The parents who were recently brought back to the US by the Task Force in order to reunite them with their children, have to start work immediately to make their ends meet. They did not even get the time to meet their children. On the other hand, they are suffering from intense trauma developed as a result of the separation and deportation. Although a court ruling has made them eligible for some mental health services, the moment they disembark the plane,  health assistance to them stops immediately. 

The story of a Honduran woman, who was recently reunited with her two young daughters taken from her by the US immigration agents at the border in 2017, can be taken as a typical case to understand what challenges the newly reunited migrant families face.  

She is living with her children in a windowless homeless shelter. From here, her children have to travel for two-hour by bus to reach their schools. She does hard and odd jobs while his adult son sells oranges on his truck.  

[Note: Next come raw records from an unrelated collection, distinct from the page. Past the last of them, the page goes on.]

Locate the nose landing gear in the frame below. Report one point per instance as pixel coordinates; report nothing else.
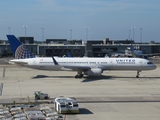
(79, 74)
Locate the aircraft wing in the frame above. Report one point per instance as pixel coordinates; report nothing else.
(20, 63)
(76, 68)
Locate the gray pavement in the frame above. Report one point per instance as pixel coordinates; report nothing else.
(117, 95)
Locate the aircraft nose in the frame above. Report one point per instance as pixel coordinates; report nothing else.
(154, 66)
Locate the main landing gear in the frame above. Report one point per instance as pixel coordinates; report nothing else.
(79, 74)
(138, 74)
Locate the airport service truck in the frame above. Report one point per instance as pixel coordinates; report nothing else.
(38, 95)
(66, 105)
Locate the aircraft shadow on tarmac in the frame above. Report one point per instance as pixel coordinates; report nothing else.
(84, 111)
(94, 78)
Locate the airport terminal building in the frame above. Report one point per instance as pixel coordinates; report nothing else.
(79, 48)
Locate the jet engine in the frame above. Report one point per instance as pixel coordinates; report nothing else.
(94, 72)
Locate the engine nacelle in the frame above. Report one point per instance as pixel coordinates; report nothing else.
(94, 72)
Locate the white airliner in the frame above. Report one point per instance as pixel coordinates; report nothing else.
(83, 66)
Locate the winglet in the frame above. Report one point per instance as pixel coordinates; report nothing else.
(19, 50)
(55, 62)
(68, 55)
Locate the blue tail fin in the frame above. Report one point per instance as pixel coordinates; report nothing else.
(132, 47)
(68, 55)
(19, 50)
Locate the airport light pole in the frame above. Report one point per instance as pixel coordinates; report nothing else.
(133, 32)
(25, 30)
(9, 28)
(70, 34)
(141, 34)
(42, 34)
(87, 33)
(129, 33)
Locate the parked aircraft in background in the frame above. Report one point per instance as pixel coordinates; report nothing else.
(83, 66)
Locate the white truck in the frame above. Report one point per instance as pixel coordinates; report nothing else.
(38, 95)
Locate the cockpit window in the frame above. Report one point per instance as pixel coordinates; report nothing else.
(149, 63)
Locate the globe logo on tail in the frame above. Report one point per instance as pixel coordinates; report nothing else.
(22, 52)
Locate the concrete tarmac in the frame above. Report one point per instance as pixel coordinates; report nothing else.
(117, 95)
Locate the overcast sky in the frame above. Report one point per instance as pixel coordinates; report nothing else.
(105, 18)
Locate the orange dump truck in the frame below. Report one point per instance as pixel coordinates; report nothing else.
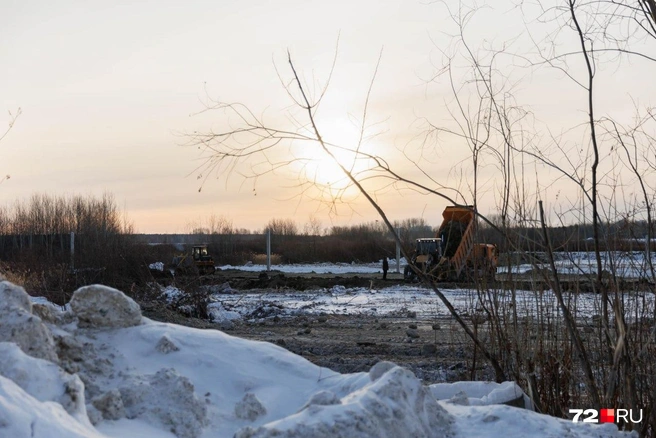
(453, 255)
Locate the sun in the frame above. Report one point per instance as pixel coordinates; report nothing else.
(324, 165)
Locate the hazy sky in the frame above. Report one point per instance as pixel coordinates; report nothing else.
(107, 88)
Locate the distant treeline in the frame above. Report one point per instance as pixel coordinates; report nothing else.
(35, 238)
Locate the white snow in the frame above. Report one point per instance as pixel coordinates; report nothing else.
(163, 380)
(320, 268)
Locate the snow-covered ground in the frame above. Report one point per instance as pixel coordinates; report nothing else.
(625, 264)
(99, 368)
(321, 268)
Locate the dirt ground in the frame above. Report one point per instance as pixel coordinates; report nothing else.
(435, 350)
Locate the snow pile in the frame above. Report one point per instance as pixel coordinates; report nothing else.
(117, 374)
(101, 306)
(171, 294)
(482, 394)
(395, 404)
(20, 326)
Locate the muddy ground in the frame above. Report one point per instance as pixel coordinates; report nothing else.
(435, 350)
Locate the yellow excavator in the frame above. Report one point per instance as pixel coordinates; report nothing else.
(199, 260)
(452, 255)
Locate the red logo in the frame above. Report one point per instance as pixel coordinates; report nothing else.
(607, 416)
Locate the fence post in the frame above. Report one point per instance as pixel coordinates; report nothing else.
(398, 250)
(72, 250)
(268, 250)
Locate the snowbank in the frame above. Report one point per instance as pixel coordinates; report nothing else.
(130, 376)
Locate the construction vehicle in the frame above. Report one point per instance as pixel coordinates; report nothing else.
(452, 255)
(199, 260)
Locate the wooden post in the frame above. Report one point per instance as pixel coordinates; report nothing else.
(268, 250)
(398, 251)
(72, 250)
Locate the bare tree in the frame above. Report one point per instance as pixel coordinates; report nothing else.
(506, 144)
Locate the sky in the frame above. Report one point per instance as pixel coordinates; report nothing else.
(109, 90)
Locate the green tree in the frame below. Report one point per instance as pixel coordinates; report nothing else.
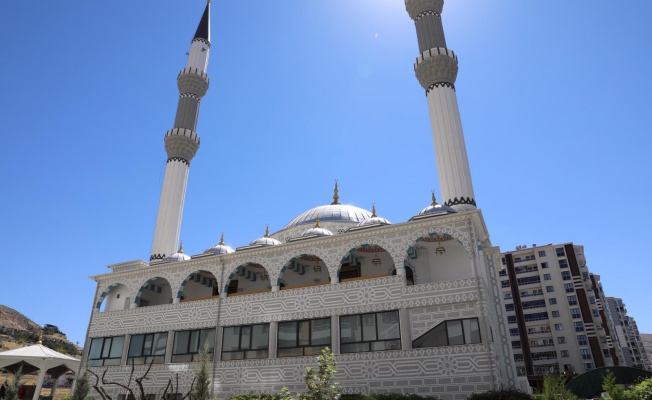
(82, 388)
(201, 389)
(14, 384)
(554, 389)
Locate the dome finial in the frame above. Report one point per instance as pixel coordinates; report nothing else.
(336, 197)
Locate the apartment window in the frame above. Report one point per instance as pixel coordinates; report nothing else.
(304, 338)
(245, 342)
(106, 351)
(449, 333)
(188, 344)
(370, 332)
(147, 348)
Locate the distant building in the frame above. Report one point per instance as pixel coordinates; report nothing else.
(630, 344)
(555, 315)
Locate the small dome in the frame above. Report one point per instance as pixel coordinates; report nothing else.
(436, 208)
(374, 219)
(334, 212)
(178, 256)
(219, 248)
(265, 240)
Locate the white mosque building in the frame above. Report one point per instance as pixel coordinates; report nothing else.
(411, 307)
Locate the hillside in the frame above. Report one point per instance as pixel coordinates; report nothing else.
(16, 330)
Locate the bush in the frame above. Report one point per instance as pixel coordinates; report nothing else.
(508, 394)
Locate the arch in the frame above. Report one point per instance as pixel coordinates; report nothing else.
(199, 285)
(248, 278)
(303, 271)
(365, 261)
(438, 258)
(154, 292)
(113, 297)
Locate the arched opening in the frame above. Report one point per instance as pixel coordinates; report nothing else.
(248, 278)
(114, 297)
(154, 292)
(199, 285)
(365, 262)
(438, 258)
(303, 271)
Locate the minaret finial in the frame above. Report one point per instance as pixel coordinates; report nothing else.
(336, 197)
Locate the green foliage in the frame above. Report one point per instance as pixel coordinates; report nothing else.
(554, 389)
(14, 384)
(82, 388)
(508, 394)
(201, 390)
(642, 391)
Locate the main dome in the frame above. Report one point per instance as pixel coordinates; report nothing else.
(331, 213)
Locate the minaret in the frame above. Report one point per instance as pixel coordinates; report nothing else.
(436, 70)
(182, 141)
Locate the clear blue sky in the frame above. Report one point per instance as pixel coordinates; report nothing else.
(554, 96)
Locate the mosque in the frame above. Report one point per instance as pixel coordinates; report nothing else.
(408, 307)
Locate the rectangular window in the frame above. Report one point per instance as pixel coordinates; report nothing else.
(106, 351)
(245, 342)
(147, 348)
(450, 333)
(304, 338)
(188, 344)
(370, 332)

She told an international news agency that the places she can afford are for only one person or a couple, while they are four and the landlords hesitate to accept them as tenants. Her stay at the homeless shelter is limited to 90 days. Advocacy groups are trying to help but she is increasingly worried as the time passes. 


The Biden administration’s efforts to reunite separated families are commendable but more efforts are needed from the government side to facilitate them. Besides the housing, unemployment, and medical issues, the government also needs to redress the trauma inflicted upon the reunited families by the government. For the housing issue, the government can work with the private sector to arrange funding and other resources needed to accommodate the reunited families. 

Also, the Republicans are needed to play a more human and sympathetic role in this regard as they had been outraged over Biden’s decision to consider payouts of $450,000 to each separated family. Moreover, the opposition is also expected not to oppose Biden’s $20 million bill for the task force in his budget proposal for the fiscal year 2023 as it would help the force extend its efforts to reunite separated families.